Désormais, les demandeurs d’asile devront rester dans leur première structure d’accueil, le temps que leur demande soit traitée. Cet «internement» vise une expulsion plus rapide des demandeurs d’asile dont la requête a été refusée, surtout dans la mesure où les Länder n’auront plus le droit de suspendre une décision d’expulsion au-delà de 3 mois. Auparavant, les Länder avaient la possibilité de suspendre une expulsion, comme l’avait fait le Schleswig-Holstein qui refusait d’expulser des demandeurs d’asile pendant les mois d’hiver pour des raisons humanitaires.

Une autre mesure qui tenait à cœur au ministre de l’intérieur Thomas de Maizière, concerne l’argent de poche jusqu’ici accordé aux demandeurs d’asile et qui s’élevait en moyenne à 143 € par personne et par mois. Cet argent de poche sera, «dans la mesure du possible», remplacé par des «prestations en nature», ce qui est vivement critiqué par des organisations caritatives et même le Conseil de la Migration du gouvernement, car cette suppression constitue à leurs yeux, une atteinte à la dignité des demandeurs d’asile. Considérant que les demandeurs d’asile n’ont pas le droit de travailler, le temps de leur procédure, ils seront donc condamnés à rester dans leurs centres d’accueil, sans aucune possibilité de participer à la vie de société. De plus, on est en droit de se poser la question si une telle mesure ne constitue pas une «invitation» à des actes criminels – en vivant dans une société axée sur la consommation, il paraît étrange de couper les nouveaux arrivants de ce mode de vie.

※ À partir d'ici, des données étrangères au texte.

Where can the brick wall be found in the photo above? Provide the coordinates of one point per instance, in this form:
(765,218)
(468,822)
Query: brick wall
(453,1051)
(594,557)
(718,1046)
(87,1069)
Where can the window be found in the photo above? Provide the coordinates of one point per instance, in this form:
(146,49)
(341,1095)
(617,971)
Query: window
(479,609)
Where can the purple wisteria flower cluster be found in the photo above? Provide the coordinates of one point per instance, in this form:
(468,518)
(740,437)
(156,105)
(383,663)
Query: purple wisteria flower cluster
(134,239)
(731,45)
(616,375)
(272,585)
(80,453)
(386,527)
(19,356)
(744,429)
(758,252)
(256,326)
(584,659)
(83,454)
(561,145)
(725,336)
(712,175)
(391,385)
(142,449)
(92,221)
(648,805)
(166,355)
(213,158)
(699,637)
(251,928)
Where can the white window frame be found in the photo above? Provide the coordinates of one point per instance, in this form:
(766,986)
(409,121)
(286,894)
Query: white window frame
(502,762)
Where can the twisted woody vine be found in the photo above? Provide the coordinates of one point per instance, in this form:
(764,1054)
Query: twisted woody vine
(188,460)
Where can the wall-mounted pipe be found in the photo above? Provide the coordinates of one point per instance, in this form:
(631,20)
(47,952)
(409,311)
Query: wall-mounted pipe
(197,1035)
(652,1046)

D’autres mesures semblent viser plutôt une intégration plus rapide, comme l’octroi d’une carte santé aux demandeurs d’asile considérés comme «ayant de bonnes chances d’être reconnus», ou encore une extension de l’offre de cours de langue et de civilisation.

Mais sur cette nouvelle loi, pèse le soupçon non démenti, de se vouloir «dissuasive». Face à l’afflux de réfugiés en Allemagne, le pays tente de se rendre «inattractif», en espérant ainsi réduire le nombre de demandeurs d’asile qui veulent venir en Allemagne. Une nouvelle fois, on bricole sur les symptômes, au lieu de s’attaquer sur les causes de ce mouvement de migration qui constitue la plus grande vague de migration après la IIe Guerre Mondiale. Ce n’est pas en s’attaquant à la dignité des réfugiés qu’on pourra résoudre les problèmes qui déclenchent ce mouvement de migration – il faut intervenir dans les pays concernés, comme la Syrie, l’Afghanistan, l’Irak et d’autres. Pour ce faire, les états G7 ont annoncé à New York de vouloir débloquer 1,8 milliards d’euros pour les organismes internationaux qui apportent du soutien dans les régions affectées par ces crises. Une partie de cet argent est destinée à la Turquie, à la Jordanie et au Liban, les trois pays ayant accueilli le plus grand nombre de réfugiés syriens, pour, comme l’a exprimé le ministre des affaires étrangères allemand, Frank-Walter Steinmeier, «permettre aux réfugiés de rester dans les pays limitrophes».

Mais tant que la Russie soutient le dictateur syrien al-Assad, la guerre civile en Syrie continuera et avec elle, la vague de migration. Des lois qui rendent l’accès à l’asile plus difficile, n’y changeront rien.